Youtubeが意地悪なのは「視聴時間」のページに「休憩を取るように通知する」とかオプション用意していているところ。「は?視聴止める手段用意してるし、俺のせいにしないでくれる?」と言わんばかり。「は?殴らせないこともできたはずなのに、俺のせいにしないでくれる?」というDVヒモ男ばりよね。

なんでこんなに動画を見ちゃうか、って話。

トップ画面の動画のチョイス、もしくは次に再生する動画のチョイス、これが絶妙。視聴時間が増えるのはこれに尽きるわよね。

あ、AIの支配が始まったな。

そんな感覚。コンピューターによる人間の支配、もうディストピアが始まってる感じがする。

ま、AIに学習させたのは私自身なんだけど。もうね、盆栽職人かってぐらいちまちまと、興味ない動画には「このチャンネルは今後表示しない」ってしたり、これ系好き!っていう動画には高評価したいりするのを繰り返してやったわ。

そしたらもう手がつけられない有様。
嫌いじゃない動画ばかりが表示されるようになったのはもちろんのこと。たまにでもめっちゃ個人的にツボな動画があったりしたら、もう辞められない止まらない。DVヒモ男がたまにみせる優しさだけを記憶に残していて別れられず依存しているOLみたいな有様。「彼の暴力には愛があるわ」ってアザを見られた同僚に言っちゃう。
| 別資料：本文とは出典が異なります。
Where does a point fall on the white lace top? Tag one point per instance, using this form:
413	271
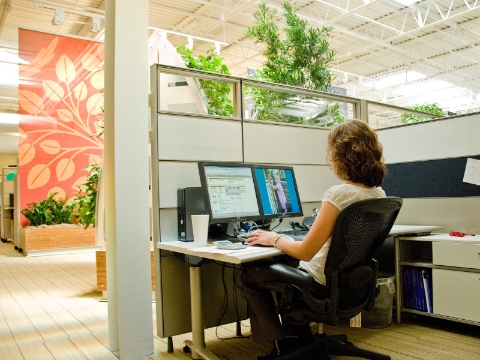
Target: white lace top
339	196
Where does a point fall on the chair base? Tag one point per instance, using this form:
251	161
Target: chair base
323	346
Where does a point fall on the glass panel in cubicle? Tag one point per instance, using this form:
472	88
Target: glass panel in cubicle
295	106
384	115
195	92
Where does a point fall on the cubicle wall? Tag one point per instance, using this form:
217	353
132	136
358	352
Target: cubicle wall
428	160
179	142
185	140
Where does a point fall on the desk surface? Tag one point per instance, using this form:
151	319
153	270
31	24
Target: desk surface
446	238
257	253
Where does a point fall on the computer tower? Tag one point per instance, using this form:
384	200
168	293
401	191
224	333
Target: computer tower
190	202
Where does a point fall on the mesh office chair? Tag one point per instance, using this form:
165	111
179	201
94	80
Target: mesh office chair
351	273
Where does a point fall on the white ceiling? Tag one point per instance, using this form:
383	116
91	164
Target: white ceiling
430	48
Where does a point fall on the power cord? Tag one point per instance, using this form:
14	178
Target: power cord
225	302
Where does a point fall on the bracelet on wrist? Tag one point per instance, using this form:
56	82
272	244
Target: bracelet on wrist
275	241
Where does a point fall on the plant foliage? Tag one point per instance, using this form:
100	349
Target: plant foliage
84	205
49	212
298	57
430	108
217	94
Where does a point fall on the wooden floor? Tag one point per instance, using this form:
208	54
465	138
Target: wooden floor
49	309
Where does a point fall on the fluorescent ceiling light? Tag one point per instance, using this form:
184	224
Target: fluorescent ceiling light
407	2
9	118
9	57
9	74
394	79
424	88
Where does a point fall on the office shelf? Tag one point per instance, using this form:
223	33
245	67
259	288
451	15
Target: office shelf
455	275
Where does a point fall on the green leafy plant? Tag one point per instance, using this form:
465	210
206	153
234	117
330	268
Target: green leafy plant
298	57
430	108
49	212
217	94
84	205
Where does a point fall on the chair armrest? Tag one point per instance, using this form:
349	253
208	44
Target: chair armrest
290	275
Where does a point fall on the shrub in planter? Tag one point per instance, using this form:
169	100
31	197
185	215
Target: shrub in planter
49	212
84	205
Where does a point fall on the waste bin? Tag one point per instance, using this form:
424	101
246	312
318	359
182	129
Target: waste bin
380	316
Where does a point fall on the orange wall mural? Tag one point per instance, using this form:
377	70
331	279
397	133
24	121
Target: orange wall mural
61	103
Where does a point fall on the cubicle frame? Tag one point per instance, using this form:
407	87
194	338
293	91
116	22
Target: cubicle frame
251	131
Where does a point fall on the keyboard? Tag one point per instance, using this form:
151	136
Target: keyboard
296	234
292	232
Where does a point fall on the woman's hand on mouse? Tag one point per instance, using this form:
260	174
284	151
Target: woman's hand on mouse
261	237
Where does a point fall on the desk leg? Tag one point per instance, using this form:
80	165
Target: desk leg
197	345
398	281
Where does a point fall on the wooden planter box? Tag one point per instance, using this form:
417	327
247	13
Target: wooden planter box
53	240
102	270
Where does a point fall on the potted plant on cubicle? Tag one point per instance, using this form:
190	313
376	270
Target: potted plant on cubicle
430	108
216	93
297	56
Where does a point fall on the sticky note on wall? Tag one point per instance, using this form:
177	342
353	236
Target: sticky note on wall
472	172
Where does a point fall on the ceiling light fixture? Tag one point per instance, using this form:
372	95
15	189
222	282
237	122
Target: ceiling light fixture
58	18
165	32
189	45
95	27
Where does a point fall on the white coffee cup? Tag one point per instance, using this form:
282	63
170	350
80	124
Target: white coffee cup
200	229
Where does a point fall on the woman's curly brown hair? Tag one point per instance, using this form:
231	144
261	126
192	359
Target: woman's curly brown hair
356	153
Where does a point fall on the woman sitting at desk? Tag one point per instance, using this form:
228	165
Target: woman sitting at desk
356	157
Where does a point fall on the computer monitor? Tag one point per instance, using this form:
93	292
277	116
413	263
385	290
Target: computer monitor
229	192
278	191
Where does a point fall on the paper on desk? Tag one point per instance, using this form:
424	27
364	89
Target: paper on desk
472	172
214	250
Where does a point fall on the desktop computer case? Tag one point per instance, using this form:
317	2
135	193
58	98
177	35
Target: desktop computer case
190	202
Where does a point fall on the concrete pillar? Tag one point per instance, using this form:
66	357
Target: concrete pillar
126	171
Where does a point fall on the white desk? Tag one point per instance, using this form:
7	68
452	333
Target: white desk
455	265
197	345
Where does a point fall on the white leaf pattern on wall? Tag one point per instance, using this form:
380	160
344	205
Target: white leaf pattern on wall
65	70
26	153
51	147
81	91
65	169
94	104
94	159
38	176
53	91
30	102
91	62
21	138
97	80
65	115
43	57
80	181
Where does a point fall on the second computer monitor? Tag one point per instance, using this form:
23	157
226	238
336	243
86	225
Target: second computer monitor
278	191
230	193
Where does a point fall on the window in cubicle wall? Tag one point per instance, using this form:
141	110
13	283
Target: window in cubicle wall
293	107
380	116
187	94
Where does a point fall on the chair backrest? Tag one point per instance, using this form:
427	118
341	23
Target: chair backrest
360	229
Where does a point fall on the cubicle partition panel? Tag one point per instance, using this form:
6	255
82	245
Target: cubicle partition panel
427	163
179	142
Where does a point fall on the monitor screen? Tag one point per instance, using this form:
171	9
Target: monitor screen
278	191
229	192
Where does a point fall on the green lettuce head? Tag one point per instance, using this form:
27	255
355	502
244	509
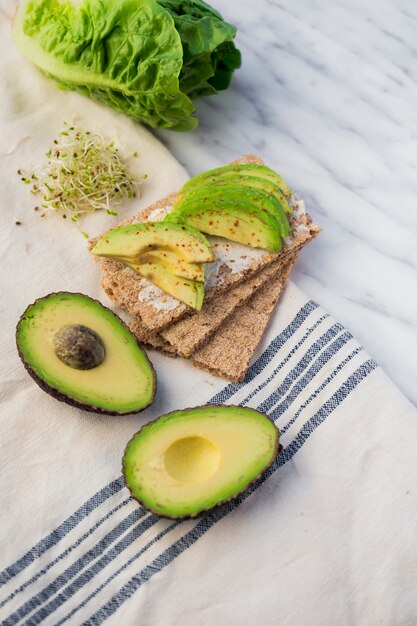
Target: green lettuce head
147	58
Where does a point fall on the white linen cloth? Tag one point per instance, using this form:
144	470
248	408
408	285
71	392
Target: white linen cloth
327	537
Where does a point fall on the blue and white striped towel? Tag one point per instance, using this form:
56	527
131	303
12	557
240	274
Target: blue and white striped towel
327	536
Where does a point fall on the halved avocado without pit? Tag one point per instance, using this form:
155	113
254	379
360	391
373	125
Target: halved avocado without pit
188	462
81	353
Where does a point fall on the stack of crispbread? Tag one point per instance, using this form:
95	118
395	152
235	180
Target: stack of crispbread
242	288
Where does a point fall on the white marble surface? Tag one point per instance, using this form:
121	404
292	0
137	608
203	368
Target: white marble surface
327	95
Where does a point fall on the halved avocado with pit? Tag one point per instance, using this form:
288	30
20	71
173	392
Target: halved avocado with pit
190	461
80	352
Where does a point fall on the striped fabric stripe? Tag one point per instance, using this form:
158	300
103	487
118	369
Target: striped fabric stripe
109	490
206	523
85	568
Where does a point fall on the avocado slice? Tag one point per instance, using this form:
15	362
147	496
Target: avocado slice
236	171
191	292
242	180
133	240
174	263
245	196
233	219
187	462
81	353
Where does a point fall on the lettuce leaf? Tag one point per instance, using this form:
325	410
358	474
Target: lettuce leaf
210	56
147	58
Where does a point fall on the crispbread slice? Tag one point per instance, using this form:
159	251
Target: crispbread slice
231	349
156	309
182	338
191	332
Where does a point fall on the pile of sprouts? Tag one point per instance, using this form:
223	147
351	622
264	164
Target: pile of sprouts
83	174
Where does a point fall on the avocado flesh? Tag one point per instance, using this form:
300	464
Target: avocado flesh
241	180
174	263
238	170
244	196
190	292
190	461
123	383
133	240
230	219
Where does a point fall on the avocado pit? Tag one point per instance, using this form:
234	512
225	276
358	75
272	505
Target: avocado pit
192	459
79	347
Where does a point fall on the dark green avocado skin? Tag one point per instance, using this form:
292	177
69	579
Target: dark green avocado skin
62	397
278	449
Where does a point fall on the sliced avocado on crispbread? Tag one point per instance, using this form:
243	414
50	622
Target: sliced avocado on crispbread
191	292
169	255
248	225
237	172
81	353
246	203
187	462
133	240
174	264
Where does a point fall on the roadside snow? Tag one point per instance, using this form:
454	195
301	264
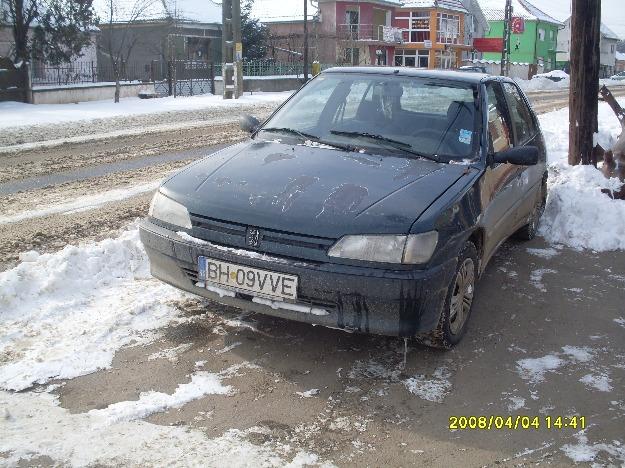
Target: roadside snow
16	114
434	388
36	426
583	451
534	369
85	203
577	213
65	314
202	383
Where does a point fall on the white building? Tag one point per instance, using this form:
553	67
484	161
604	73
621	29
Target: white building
607	48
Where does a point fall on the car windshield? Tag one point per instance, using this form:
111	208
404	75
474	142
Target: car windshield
418	116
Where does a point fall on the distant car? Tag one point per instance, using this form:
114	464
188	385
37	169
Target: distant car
618	76
554	75
370	201
473	68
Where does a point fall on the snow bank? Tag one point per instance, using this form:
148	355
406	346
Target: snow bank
17	114
65	314
577	213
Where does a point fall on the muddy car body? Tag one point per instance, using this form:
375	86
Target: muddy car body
351	226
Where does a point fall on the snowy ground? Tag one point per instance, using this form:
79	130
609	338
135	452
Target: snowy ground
102	365
14	114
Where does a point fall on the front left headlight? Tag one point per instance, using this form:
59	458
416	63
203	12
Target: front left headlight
410	249
170	211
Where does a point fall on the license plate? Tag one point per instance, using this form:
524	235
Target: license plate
247	280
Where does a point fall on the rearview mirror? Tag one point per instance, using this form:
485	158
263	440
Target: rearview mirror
520	156
249	124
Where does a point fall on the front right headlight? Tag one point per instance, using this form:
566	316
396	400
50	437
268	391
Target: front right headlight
410	249
172	212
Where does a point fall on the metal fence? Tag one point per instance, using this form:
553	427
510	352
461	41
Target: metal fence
178	78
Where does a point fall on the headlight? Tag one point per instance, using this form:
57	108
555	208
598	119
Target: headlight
171	212
411	249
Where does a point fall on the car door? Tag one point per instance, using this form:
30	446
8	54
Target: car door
498	186
526	133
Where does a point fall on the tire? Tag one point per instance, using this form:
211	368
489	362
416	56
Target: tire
458	302
528	232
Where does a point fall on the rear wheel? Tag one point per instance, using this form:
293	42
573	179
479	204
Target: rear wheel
458	302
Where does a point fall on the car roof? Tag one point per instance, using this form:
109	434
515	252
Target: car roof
452	75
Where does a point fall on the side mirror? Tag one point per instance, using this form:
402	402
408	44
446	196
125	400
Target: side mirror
249	124
520	156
でもね、AIによって何が好きかを当てられることは、AIの支配と言っても恐怖ではないわ。むしろ救いに近い気がする。自分がまだ見たことない自分が好きなものをくれるって、それってもうプレゼントじゃない。「こういうのが好きなんだろ」なんてされたらたまんないでしょ?

そう、これは救いなの。

そもそも動画はTVの時代から福祉よね。

この世は辛すぎる。人間には幸福を追求する権利だけあっても、幸福になる才能がない。社会がどんなに発達しようが、苦しみは進化上の適応だから逃れられない。でも、動画への没頭している間だけ苦しみを開放できる。動画にはそういう救いの機能がある。だから動画は福祉なの。

好みの動画によって何億もの人に無になれる時間を提供している。ブッダが知ったら賛美するのか否定するのか、どちらかしら?

ま、潜在的な購買欲を広告に委ねるという犠牲を払っているけど。そんなの苦しみの解放と比べたら安いものよね。

これからもっとAIが発達していくのは確実。
AIのチョイスに意思決定を委ねるディストピアがどんどん近づいているわ。

私はそのディストピアを心待ちにしている。好きというだけ以上に自分にとって最善の選択が、膨大な計算から算出されるようになるのを。結婚とか就職とか動画以上に大切な選択も、AIのおすすめに賭けたい。最善じゃなくとも、少なくとも自分の直感より良ければそれでいい。

だってそうでしょ、好きなんていう直感だけで結婚みたいな人生に重要な選択をするのはリスクが大きすぎじゃない。好きになったのがDVヒモ男かもしれないのに。